Já os azuis de Liverpool, com uma série de ausências muito relevantes (James Rodriguez, Lucas Digne, Seamus Coleman, Richarlison, Mason Holgate) foi uma equipa vulgar, que parece ter ido a jogo só para manter Calvert-Lewin — a protagonizar um arranque de temporada estrondoso — na cabeça dos melhores marcadores do campeonato.

 

Quem também está a maravilhar é a turma de Ralph Hasenhüttl.

O Southampton pode ter perdido as duas primeiras rondas (com Crystal Palace e Tottenham), mas nas cinco rondas seguintes o percurso é quase imaculado, com 4 vitórias e um empate (este com o Chelsea).

Ontem deram mais um choque de realidade ao ex-candidato ao título Aston Villa, que depois de quatro vitórias consecutivas nas quatro primeiras jornadas (com um 7-2 ao Liverpool pelo caminho) sofreu duas derrotas caseiras meio inexplicáveis — apenas para quem não viu os jogos.

 

 

Diante do Leeds foram escorraçados pelo génio de Patrick Bamford.

E ontem, diante dos Saints, apesar dos dois golos nos descontos que reduziram o resultado de 1-4 para 3-4, nada desculpa a miserável exibição defensiva da equipa liderada por Dean Smith.

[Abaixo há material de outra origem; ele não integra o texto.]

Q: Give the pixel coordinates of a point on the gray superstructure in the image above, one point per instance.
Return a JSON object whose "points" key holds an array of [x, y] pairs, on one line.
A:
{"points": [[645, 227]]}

E dê-se também uma palavra de apreço à dinâmica que o Southampton apresenta, uma equipa sempre coesa na forma como se posiciona em campo e que se revela cada vez mais letal: quer com James Ward-Prowse, quer com Che Adams, quer com Danny Ings, vai rodando.

 

Já o Chelsea parece prosseguir o seu caminho de bom futebol, de procura de uma linguagem que reúna todas as novas chegadas e todas as suas formas de tratar a bola.

Desta vez, foram ao difícil terreno do Burnley vencer por 0-3, com golos de Ziyech (que começa a ganhar espaço no onze), Kurt Zouma e Timo Werner.

 

Quem parece cada vez mais procurar o desencontro, e, portanto, algo não aconselhado, é o Manchester United.

O problema não é necessariamente a derrota diante do Arsenal (equipa que começa a ganhar o ADN de Mikel Arteta), é aquilo que isso significa, é aquilo que se passou em campo.

Ole Gunnar Solskjær insiste num onze altamente conservador, com três médios de retenção — Fred, McTominay e Pogba — e sem qualquer ideia de jogo. Aliás, a ideia parece ser não perder, o que, para um clube da dimensão do United, não é aceitável.

 

Até a concepção de que Donny Van de Beek e Bruno Fernandes são incompatíveis soa a mentalidade de equipa pequena, que luta pela manutenção.

De facto, tendo em conta o 15º lugar (ainda que com menos um jogo), não estão muito longe de conseguirem sobreviver na Premier League.

Diante do Arsenal, o United foi medíocre, fechado, profundamente incapaz. E algo se passa quando ainda há dias tinham espetado uma manita ao Leipzig, que até este fim-de-semana liderava a Bundesliga. Mistérios da vida, não é?

 

Sobra-nos ainda umas linhas para olhar o Tottenham, de José Mourinho.

Os Spurs chegaram à vice-liderança do campeonato — ainda que o jogo em atrasado do City, ou até o jogo de hoje do Leicester lhe possam retirar tal estatuto — com uma vitória sofrida diante do sempre bravo Brighton.

A derrota com o Antuérpia, durante a semana, para a Liga Europa, já tinha sido má demais. E agora, a coisa ia descambando, não fosse, um anjo renascido galês, conhecido pelo nome de Gareth Bale.

Numa altura em que o Tottenham parece viver tão dependente da dupla Son/Kane, foi preciso o filho, já crescido, de regresso a casa, encostar com a cabeça depois do cruzamento de Reguilón.

Dois ex-Real Madrid, que parecem ter festejado essa passagem pouco feliz pela Santiago Bernabéu. Mourinho respirou de alívio. E no final disse ter saudades do seu antigo futebol. Temos todos, José. Temos todos.

Hoje ainda há dois jogos da ronda 7 da Premier League. A saga continua.